Jika segala krtsna tersebut telah dapat kita lihat dengan jelas, maka kepahalaannya tidak berbeda dari hasil melihat semua Buddha di 10 penjuru! Jika para Buddha di 10 penjuru telah dapat dilihat oleh si pemuja, maka “Buddhacitta” (Batin Buddha) juga akan terlihat olehnya! Apakah batin Buddha itu? Adalah symbol “Maha Maitri Karuna” menyelamatkan para makhluk sengsara dengan maitri karuna tanpa suatu syaratpun! Barangsiapa melaksanakan Vipasyana “Buddhacitta”, pasti ia dapat memperoleh pahala “Anutpattikaksanti” dan ia dapat lahir di berbagai alam suci di depan Buddha, setelah ia meninggal dunia. Karena itu, para umat yang bijak seyogyanya menyatukan pikirannya sehingga tidak kusut, lalu melaksanakan perenungan terhadapa Buddha Amitayus terus menerus tanpa henti! Jika kita merenungkan Buddha Amitayus, krtsna pertama yang mudah untuk vipasyana adalah “urnakesah” ditengah kening Buddha itu dan harus diamati dengan jelas. Jika tanda-tanda bagus Buddha yaitu “Urnakesah-Nya” telah kita lihat, maka tanda-tanda bagus lain yang banyaknya 84 ribu macam “kecantikan rupa” dari seluruh badan Sang Buddha itu pasti tampak. Seperti yang diketahui bahwa barangsiapa melihat seluruh badan Buddha Amitayus, sama dengan melihat Buddha di 10 penjuru, maka mereka akan di-Vyakarana oleh para Buddha di depannya. Inilah yang disebut “Perenungan Seluruh Badan Buddha” juga dinamakan vipasyana kesembilan. Jika si pemuja melaksanakan metode ini hingga berhasil disebut vipasyana benar, jika dengan metode lain disebut vipasyana keliru!

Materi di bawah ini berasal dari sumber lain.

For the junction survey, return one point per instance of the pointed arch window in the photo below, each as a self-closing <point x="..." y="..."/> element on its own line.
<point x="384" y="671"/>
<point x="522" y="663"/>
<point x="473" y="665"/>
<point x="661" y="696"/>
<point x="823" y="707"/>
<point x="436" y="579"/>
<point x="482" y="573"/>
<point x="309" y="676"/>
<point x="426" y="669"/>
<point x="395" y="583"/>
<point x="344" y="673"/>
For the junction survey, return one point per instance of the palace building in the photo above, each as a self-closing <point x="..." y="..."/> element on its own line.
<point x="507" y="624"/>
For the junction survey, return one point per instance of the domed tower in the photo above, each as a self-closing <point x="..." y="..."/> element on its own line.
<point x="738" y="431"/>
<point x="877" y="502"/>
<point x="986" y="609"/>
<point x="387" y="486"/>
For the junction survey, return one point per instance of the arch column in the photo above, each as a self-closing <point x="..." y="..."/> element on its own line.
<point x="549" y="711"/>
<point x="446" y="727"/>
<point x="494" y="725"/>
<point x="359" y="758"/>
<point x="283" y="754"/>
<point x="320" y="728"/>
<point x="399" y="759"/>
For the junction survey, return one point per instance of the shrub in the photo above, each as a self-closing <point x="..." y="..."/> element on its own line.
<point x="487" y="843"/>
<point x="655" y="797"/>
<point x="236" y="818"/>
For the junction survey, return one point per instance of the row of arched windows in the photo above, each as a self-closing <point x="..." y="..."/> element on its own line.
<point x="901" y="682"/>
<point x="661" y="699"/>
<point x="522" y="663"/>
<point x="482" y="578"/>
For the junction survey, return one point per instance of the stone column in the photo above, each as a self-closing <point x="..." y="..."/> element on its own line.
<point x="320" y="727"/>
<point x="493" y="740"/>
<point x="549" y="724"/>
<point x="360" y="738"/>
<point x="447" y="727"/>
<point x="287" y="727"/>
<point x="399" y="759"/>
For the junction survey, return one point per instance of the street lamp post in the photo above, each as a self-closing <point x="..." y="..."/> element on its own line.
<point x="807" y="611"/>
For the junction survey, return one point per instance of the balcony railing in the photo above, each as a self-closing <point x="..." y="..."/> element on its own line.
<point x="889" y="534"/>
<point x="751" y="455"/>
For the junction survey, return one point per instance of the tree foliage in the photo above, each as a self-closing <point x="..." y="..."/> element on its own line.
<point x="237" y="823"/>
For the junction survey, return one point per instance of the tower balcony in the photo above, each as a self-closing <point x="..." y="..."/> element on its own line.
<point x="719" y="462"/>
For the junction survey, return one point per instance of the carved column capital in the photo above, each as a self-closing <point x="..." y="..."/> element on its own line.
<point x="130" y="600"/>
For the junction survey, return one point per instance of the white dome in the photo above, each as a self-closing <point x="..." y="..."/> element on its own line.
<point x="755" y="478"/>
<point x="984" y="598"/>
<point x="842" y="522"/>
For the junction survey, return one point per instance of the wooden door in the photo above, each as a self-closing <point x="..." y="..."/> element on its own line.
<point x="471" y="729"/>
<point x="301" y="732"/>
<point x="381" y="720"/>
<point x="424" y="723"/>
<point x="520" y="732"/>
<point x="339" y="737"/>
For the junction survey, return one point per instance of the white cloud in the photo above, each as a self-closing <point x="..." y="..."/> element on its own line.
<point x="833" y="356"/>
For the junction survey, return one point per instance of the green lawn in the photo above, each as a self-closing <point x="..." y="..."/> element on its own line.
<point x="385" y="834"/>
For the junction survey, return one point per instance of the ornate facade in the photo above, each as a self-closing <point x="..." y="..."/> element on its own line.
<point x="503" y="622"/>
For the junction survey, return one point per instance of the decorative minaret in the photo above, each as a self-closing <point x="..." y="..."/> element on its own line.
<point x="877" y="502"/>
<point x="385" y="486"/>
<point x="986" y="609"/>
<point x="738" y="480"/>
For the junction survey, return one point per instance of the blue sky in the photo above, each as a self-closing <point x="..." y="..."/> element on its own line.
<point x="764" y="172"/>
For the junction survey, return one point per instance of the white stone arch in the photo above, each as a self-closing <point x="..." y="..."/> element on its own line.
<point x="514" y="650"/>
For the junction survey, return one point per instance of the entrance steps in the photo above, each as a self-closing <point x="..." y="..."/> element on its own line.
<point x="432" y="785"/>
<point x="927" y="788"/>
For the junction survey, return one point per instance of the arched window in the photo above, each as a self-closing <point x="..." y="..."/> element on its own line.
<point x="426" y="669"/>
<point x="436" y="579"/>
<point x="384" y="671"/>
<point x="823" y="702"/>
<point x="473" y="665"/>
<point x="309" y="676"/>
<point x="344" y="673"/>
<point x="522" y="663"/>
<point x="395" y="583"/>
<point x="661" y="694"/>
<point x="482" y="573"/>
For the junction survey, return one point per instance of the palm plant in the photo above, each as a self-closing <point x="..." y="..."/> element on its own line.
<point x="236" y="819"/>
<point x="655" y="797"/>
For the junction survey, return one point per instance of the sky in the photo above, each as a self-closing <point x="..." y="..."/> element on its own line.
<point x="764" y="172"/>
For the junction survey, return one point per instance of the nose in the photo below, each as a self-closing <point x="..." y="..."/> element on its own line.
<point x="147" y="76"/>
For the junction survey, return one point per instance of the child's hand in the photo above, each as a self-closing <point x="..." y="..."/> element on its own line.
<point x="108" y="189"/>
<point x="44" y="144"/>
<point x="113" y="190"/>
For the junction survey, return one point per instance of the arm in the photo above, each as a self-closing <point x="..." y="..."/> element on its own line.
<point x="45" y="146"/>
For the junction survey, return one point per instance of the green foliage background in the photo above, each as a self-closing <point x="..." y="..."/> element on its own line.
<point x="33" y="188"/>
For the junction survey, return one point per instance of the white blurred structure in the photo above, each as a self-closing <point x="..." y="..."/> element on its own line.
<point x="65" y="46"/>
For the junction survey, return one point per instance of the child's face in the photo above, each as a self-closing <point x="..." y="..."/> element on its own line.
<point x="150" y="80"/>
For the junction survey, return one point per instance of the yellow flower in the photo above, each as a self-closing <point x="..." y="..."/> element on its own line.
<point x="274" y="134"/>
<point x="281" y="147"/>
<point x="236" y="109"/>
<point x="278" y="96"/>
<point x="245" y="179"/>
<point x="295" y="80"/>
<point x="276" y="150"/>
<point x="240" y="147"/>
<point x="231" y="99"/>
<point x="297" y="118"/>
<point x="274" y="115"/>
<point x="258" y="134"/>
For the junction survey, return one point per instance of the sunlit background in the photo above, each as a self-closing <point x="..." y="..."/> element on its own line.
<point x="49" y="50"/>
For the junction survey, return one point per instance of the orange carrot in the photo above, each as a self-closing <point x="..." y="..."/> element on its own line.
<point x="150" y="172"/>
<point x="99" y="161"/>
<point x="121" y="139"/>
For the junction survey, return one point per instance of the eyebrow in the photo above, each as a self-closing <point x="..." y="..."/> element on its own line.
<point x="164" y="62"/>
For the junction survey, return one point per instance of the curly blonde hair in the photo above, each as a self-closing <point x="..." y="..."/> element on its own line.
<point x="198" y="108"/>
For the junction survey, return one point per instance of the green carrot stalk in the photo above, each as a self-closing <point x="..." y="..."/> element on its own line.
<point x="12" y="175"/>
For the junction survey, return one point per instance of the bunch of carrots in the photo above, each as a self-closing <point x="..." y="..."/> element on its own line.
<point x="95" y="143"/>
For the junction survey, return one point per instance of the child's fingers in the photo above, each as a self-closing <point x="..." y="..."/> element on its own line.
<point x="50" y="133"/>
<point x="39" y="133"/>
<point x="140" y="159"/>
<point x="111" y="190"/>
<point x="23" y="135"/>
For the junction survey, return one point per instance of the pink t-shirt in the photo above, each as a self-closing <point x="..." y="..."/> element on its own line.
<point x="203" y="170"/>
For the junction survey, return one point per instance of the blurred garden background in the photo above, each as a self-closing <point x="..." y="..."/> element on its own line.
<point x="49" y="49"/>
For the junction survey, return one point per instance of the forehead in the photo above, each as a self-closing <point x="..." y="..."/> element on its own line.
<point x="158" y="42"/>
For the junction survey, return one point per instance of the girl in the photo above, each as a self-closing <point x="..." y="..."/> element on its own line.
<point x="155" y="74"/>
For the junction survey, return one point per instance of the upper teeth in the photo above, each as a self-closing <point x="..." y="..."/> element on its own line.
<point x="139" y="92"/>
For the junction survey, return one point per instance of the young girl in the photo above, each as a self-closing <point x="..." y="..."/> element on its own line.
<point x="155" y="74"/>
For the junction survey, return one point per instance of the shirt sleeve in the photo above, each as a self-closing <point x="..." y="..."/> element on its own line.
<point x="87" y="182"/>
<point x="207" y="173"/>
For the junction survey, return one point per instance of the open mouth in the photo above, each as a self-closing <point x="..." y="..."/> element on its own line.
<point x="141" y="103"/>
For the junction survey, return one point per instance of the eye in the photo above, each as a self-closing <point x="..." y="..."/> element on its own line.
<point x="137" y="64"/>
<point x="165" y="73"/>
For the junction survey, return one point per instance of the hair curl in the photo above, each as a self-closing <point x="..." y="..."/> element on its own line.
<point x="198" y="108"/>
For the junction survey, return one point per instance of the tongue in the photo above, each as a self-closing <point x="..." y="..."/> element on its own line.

(10) Sang Buddha bersabda lagi kepada Arya Ananda dan Ratu Vaidehi: “Jika rupa dari Buddha Amitayus telah kita lihat dengan jelas, selanjutnya kita harus bervipasyana kepada Bodhisattva Avalokitesvara! Ketahuilah, tinggi badan Bodhisattva ini mencapai 800 koti nayuta yojana, dan seluruh badan-Nya berwarna keemasan, kepalanya ber-usnisa, leher-Nya berlingkaran sinar yang diameternya mencapai ratusan ribu yojana! Di dalam lingkaran sinar ynag sangat gemerlapan itu, selalu tampak Buddha “Nirmita” yang rupanya seperti Buddha Sakyamuni, dan di pinggir para “Buddha Nirmita” (Buddha jelmaan) tersebut masing-masing terdapat 500 Bodhisattva “Nirmita” dan disertai banyak dewa datang dari surga. Jika badan Beliau bergerak sedikit lantas para makhluk yang berada di 5 alam kesedihan, semua bentuknya satu persatu terlihat di dalam sinar-Nya.
Juga, sebuah makhota surga yang penuh hiasan permata “Bhilagnamani” terdapat di kepala-Nya, di tengah mahkota surga itu terdapat satu Buddha “Nirmita” sedang berdiri yang tingginya sekitar 25 yojana. Wajah Sang Avalokitesvara berwarna emas “Jambunada”, “Urnakesah” yang tumbuh di tengah kening-Nya berwarna 7 mestika dan dapat memancarkan 84 ribu macam sinar. Pada setiap sinar terdapat ratusan ribu Buddha “Nirmita” dan masing-masing didampingi Bodhisattva “Nirmita” yang jumlahnya tak dapat diperkirakan! Dan, bentuk mereka dapat berubah-ubah sesuai dengan perubahan sinar tersebut, semua itu memenuhi di 10 penjuru dunia! Warna kedua tangan Sang Avalokitesvara seperti bunga padma. Tangan-Nya juga dapat memancarkan 80 koti sinar sangat menakjubkan yang kemudian berubah menjadi kalung keruya, juga segala hasil gemilang para Bodhisattva dapat diperlihatkan di dalam kalung keruya yang gaib itu. Warna kedua telapak tangan-Nya juga seperti 500 koti bunga teratai beraneka warna. Pasa setiap ujung jari terdapat 84 ribu gambar seperti gambar cetakan, setiap gambar terdapat 84 ribu warna, setiap warna memancarkan 84 ribu sinar demikian lembut dan terus memancar ke berbagai daerah. Ketahuilah, Sang Bodhisattva selalu menyambut para umat dengan tangan mestika yang gaib ini! Jika Beliau mengangkat kaki-Nya, akan tampak ribuan cakra dan dapat menjelma menjadi 500 koti takhta bersinar menyangga kaki-Nya. Jika kaki-Nya menginjak lantai, bunga-bunga “Vajramani” bertaburan penuh sesak di atas lantai. Demikianlah badan Sang Avalokitesvara dilengkapi tanda-tanda bagus yang tidak berbeda dengan Buddha Amitayus, kecuali “Usnisa” kepala-Nya tidak begitu menonjol, sehingga kecantikan Beliau belum menyamai Sang Tathagata! Inilah yang disebut “vipasyana Rupakaya Sang Avalokietsvara” juga dinamakan vipasyana kesepuluh.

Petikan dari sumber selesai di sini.